Arthur Griffin never made mistakes, but it seemed like arranging this marriage was his first one.
She almost gave up to go investigate stores she could buy out and restart her fashion line with until her eye caught a corner of a folder on the desk.
She’d seen something like it before, years ago, when she was a child pestering her grandfather while he worked. She remembered the exact seal, the weight of it.
He had never let her see it.
Curiosity hooked in her ribs.
Huh. Well if her grandfather hid it away, her husband didn’t, it was fair game if she decided to snoop a little.
She stretched across the desk, her fingers brushing it, and pulled it open. Her robe slipped slightly and she pulled it tightly closed before she glanced at the contents of the folder.
One glance. Then two.
Her blood ran cold. History. From the first page, the folder was filled with the history of the Beaumonts.
Numbers. Transfers. Contracts. Shares. And a name stamped over everything, deliberate and merciless: Arthur Griffin.
She continued checking the folder frantically, and after a point of her grandfather’s name being stamped on papers that seemed to have wrecked the Beaumonts businesses, the nature of the receipts changed. Now everything was stamped by Aston.
Her mouth went dry. Her chest tightened. She turned another page, hands trembling before she realized she was even shaking. She had been educated in the art of taking over. Her grandfather had found it very paramount, hell, this was what she was planning to do to the Rothschilds.
“He’s… going to take over the company,” she whispered. The sound of it terrified her more than the thought itself. It wasn’t like Arthur didn’t deserve it, but, her grandfather was going to be betrayed.
He was the only solid person in her life and he was going to be betrayed by his right hand man.
The file slipped in her fingers just as the study door clicked open.
Aria froze and her eyes widened as she turned mechanically to the door.
The light from the hallway cut a sharp frame across the floor, and then he filled it.
Aston was really tall. Impossibly tall, his shoulders were blotting out the doorway. His face was unreadable, as blank as the walls of the room she’d violated. As blank as it had been when they met, and as blank as she had always known it.
She quickly clutched the slipping file as she tried and failed to swallow.

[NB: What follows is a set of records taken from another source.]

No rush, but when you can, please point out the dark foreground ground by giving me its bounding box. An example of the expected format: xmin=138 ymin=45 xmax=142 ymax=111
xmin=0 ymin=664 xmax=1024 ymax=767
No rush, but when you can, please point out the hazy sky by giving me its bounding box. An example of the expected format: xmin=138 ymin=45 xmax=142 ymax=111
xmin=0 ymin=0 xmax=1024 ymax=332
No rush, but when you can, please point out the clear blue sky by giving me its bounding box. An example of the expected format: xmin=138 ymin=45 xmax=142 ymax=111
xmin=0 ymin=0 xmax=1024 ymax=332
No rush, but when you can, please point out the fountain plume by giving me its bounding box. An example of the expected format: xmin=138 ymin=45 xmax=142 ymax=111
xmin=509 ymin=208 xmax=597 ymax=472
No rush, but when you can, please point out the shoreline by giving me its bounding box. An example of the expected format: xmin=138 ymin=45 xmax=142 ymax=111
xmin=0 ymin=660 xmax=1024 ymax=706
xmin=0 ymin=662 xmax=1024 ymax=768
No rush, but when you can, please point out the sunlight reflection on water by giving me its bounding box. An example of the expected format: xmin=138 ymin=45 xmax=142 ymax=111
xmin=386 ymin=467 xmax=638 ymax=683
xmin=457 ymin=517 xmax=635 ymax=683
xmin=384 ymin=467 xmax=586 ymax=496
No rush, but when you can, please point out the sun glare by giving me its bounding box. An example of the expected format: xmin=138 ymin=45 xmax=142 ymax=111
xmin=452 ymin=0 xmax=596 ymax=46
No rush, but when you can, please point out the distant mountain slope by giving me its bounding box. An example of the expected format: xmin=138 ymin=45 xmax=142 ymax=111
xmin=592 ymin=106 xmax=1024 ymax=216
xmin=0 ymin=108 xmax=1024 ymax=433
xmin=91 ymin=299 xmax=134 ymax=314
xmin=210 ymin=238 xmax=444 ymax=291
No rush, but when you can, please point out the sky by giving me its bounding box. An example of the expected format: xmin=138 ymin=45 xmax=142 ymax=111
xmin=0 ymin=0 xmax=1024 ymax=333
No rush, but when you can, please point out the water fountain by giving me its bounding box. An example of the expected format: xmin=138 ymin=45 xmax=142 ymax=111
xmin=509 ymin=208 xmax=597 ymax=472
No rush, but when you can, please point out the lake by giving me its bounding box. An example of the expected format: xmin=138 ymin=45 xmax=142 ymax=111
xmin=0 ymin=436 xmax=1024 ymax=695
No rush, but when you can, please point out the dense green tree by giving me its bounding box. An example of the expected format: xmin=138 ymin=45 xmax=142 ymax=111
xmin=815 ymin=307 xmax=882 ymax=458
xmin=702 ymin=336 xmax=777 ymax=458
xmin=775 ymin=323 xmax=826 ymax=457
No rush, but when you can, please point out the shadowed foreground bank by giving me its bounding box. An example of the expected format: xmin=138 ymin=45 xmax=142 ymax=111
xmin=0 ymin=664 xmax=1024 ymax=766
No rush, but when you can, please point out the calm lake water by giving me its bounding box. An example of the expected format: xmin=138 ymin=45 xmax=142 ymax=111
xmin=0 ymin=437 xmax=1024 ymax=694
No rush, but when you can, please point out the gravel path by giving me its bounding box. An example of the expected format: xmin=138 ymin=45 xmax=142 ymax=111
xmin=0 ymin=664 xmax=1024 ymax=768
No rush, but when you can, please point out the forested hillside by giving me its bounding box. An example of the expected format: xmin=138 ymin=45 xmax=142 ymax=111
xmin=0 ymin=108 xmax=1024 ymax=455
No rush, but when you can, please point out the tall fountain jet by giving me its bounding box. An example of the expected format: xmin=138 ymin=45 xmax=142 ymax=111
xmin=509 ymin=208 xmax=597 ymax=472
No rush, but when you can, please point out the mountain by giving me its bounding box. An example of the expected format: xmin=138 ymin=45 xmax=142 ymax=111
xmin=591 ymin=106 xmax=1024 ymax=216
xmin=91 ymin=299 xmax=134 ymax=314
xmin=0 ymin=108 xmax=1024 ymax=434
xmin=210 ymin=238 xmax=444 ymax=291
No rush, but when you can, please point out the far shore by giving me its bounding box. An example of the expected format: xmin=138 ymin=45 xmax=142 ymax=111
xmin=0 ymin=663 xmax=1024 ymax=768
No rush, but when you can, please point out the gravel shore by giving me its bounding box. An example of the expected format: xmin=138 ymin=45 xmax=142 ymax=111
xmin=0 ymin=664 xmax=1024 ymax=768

Her throat closed. She couldn’t move. Couldn’t breathe.
Aston didn’t speak. He just looked at her. The silence dragged like a noose.
“Incredibly impatient. I would have thought you’d at least wait a week before violating my privacy”, he said, stepping fully into the room and closing the door.
No. Aria stretched her hand as it closed, fully aware there was no way she was getting past the man, fully aware it was useless.
“You want to betray my grandfather!”, she gritted her teeth and stood her ground. A small part of her warned her to keep her mouth shut. The room could be noise proof, he could kill her without anyone hearing.
“Yes.” He admitted plainly.
Aria felt disarmed. She at least thought he was going to argue, going to gaslight her. Her blood ran even colder, did this mean he wanted to kill her? One wouldn’t care about what a dead woman had to say after all.
“You’re not even going to defend yourself? You whacko!”, Aria said sharply.
He began to walk towards her. No, no, no. She shouldn’t have ran off from self defense classes.
His frame blotted out the single soft lighting in study and he loomed over her, his scent filling the space. This was not the time to be distracted, this was the time to be vigilant. But she had never smelled him before, and he currently smelled like warm skin, and something woody, hints of Sandalwood.
He stopped right in front of her, plucking the folder out of her hands casually as she stood frozen, scared. He looked right into her eyes, and on his blank face, right before her very eyes, his lips curled slowly into a chill smile that actually reached his fucking eyes. God, why hadn’t she seen his eyes?
Her cold blood melted sharply, fast, sending heat down her nerves, blood vessels and down her spine so fast it stole her breath, hotter and sharper than anything she’d ever felt before.
Her heart even rattled in her chest. But now, she didn’t know whether it was due to the danger, or due to his…proximity.
What the fuck?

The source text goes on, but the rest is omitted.